Objective: To determine whether changes in physician behavior associated with a continuing medical education (CME) activity on atrial fibrillation (AF) can be measured using an administrative claims database.
Study design: A retrospective, analytical review of physician practice changes and AF patient- related healthcare utilization and costs derived from an administrative claims database was performed on a cohort of Humana health system physicians.
Methods: The Humana physicians participated in a specified CME activity on the management of patients with AF. Treatment patterns of these providers and clinical outcomes of a cohort of established AF patients were compared 6 months before and 6 months after physician participation in the AF CME activity.
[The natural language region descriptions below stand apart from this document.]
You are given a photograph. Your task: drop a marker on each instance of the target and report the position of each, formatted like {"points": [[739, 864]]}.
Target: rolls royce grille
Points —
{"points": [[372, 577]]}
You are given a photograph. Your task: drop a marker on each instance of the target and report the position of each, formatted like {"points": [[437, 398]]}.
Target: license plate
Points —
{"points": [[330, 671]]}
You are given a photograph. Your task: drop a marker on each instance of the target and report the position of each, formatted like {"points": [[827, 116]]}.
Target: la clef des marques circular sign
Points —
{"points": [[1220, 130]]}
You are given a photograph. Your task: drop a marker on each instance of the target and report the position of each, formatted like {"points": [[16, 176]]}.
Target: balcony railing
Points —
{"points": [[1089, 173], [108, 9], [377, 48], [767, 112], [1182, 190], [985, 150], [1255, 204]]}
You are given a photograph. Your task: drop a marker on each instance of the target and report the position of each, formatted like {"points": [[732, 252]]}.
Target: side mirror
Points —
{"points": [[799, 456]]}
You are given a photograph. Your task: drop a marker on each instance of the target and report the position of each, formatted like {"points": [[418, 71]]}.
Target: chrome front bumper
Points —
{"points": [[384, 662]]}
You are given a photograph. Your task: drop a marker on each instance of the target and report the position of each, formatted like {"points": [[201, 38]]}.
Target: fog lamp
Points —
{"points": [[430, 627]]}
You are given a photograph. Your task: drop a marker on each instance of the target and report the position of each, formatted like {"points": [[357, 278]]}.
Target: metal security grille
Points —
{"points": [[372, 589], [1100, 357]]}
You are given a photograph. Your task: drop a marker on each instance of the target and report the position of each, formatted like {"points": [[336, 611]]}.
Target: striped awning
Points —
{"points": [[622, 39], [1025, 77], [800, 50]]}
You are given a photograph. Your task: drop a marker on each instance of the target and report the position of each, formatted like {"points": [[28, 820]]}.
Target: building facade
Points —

Results: Analysis of administrative claims data from Humana providers who participated in an AF CME activity and their patients demonstrated a significant reduction in AF-related healthcare costs and utilization, including decreased length of stay. Humana providers, in addition to the other CME activity participants, demonstrated significant gains in knowledge of evidence-based care strategies when presented with real-world scenarios of patients with AF.
Conclusions: The use of administrative claims data is an innovative way of measuring the effectiveness of CME. These observations support the need for further investigation into the drivers of change in patient outcomes that may be associated with CME activities, as well as the utility of healthcare claims data as a possible valid measure of the impact of CME on physician performance and patient outcomes.